Ao que parece, o mundo contemporâneo cuidou somente da primeira parte, isto é, do corpo. Por uma questão de descompasso, não foi capaz de cuidar da segunda. A velocidade das mudanças tecnológicas nos dois últimos séculos (200 anos) e o impacto no cotidiano das pessoas, aprisionadas nas cidades – que na verdade é o palco de suas curtas vidas – arrasou a saúde mental de um cérebro que tem características resilientes, certamente, mas não com a elasticidade e plasticidade suficiente para acompanhar sem danos terríveis a vertigem das transformações permanentes. Transtornos comportamentais diversos, depressões e pensamentos suicidas habitam a alma humana contemporânea. O sentimento de vazio e inadaptação ao mundo, junto com a imagem negativa que enxergam de si ao olhar o espelho, provavelmente se escondem por detrás da alegria ilusória com a qual milhões de jovens se entregam ao consumo desenfreado de drogas pesadas.

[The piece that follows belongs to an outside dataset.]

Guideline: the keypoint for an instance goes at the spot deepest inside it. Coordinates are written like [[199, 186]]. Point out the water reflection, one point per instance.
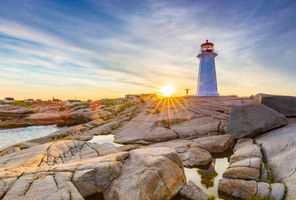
[[207, 179], [100, 139]]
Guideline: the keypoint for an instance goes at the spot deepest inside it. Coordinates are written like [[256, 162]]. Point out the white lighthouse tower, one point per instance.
[[207, 79]]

O grande biólogo americano Edward Wilson, com seu poder de observação excepcional, demonstrou a falta de sintonia entre o cérebro e o mundo das megalópoles ao constatar que ao se solicitar às pessoas, em países diferentes, para descreverem ambientes nos quais gostariam de viver, o resultado foi surpreendente! A maioria, quase unanime, detalhou um mundo de paisagens campestres, com rios, lagos, árvores, animais pastando, sol; ou então praias tranquilas, mar azul, pássaros a voar, etc. Isto não poderia ser simples coincidência! Wilson concluiu que o cérebro dos humanos contemporâneos se ressente da ausência do seu mundo original, para o qual evoluiu lentamente como um dos ramos do gênero homo (isso no trajeto de uns 2 milhões de anos).

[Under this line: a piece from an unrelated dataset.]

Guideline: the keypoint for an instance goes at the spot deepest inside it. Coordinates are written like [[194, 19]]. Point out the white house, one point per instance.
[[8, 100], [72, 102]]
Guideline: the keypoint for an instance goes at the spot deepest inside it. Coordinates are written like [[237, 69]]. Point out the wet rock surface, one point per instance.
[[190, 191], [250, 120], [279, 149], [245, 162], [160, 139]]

Neste mundo de 200 anos, no qual nosso cérebro ainda é um alienígena, os países que melhor resolveram o descompasso evolutivo – reduzindo o sofrimento devido ao desencontro existencial dos indivíduos – foram aqueles cujas sociedades desenvolveram-se relativamente coesas, mediante instituições que integraram os indivíduos, como pessoas, no corpo social.

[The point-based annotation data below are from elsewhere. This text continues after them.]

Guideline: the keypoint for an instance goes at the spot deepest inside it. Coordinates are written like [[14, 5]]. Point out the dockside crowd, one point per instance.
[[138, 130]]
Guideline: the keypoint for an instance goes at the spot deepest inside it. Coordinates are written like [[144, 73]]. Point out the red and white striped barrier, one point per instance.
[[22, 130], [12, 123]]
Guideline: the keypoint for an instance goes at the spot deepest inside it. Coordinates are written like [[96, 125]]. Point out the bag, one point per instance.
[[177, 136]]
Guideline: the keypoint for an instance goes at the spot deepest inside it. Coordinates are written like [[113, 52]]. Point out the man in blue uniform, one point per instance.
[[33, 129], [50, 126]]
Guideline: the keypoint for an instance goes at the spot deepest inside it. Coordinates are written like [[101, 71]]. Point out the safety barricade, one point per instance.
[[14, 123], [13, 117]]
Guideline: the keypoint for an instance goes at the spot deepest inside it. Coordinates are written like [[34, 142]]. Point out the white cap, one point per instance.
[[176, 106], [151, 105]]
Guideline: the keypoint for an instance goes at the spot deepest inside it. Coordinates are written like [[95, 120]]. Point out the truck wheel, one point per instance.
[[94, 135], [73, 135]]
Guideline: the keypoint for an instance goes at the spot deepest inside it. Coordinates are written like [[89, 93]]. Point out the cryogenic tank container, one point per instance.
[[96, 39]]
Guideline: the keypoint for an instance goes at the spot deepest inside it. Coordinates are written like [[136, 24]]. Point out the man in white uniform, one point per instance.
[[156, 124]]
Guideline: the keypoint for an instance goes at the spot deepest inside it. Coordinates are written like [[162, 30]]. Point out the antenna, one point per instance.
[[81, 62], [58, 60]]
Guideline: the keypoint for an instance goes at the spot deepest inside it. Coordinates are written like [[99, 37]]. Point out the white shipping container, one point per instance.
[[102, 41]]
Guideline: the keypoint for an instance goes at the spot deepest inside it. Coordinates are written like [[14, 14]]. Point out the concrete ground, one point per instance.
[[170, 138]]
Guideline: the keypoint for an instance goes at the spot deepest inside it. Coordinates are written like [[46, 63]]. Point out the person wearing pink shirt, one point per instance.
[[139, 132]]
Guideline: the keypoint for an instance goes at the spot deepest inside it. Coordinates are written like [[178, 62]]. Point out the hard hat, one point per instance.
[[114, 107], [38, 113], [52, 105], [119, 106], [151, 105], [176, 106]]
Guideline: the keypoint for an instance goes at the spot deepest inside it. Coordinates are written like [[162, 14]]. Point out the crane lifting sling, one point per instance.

Isso se faz quando as instituições estimulam a lealdade das pessoas ao corpo social da qual fazem parte, reproduzindo nas sociedades complexas o respeito primitivo dos antigos caçadores e coletores à tribo. O sistema educacional, nesse sentido, desempenha importante papel integrador, ao semear nos jovens cérebros o respeito à coletividade, ao bem público. É admirável como os americanos devotam respeito ao hino e à bandeira, como também ao sistema de justiça, que lhes confere o sentido de justiça e proteção; o mesmo vale para os japoneses, os alemães, os ingleses, etc. No fundo é o sangue tribal que corre nas veias!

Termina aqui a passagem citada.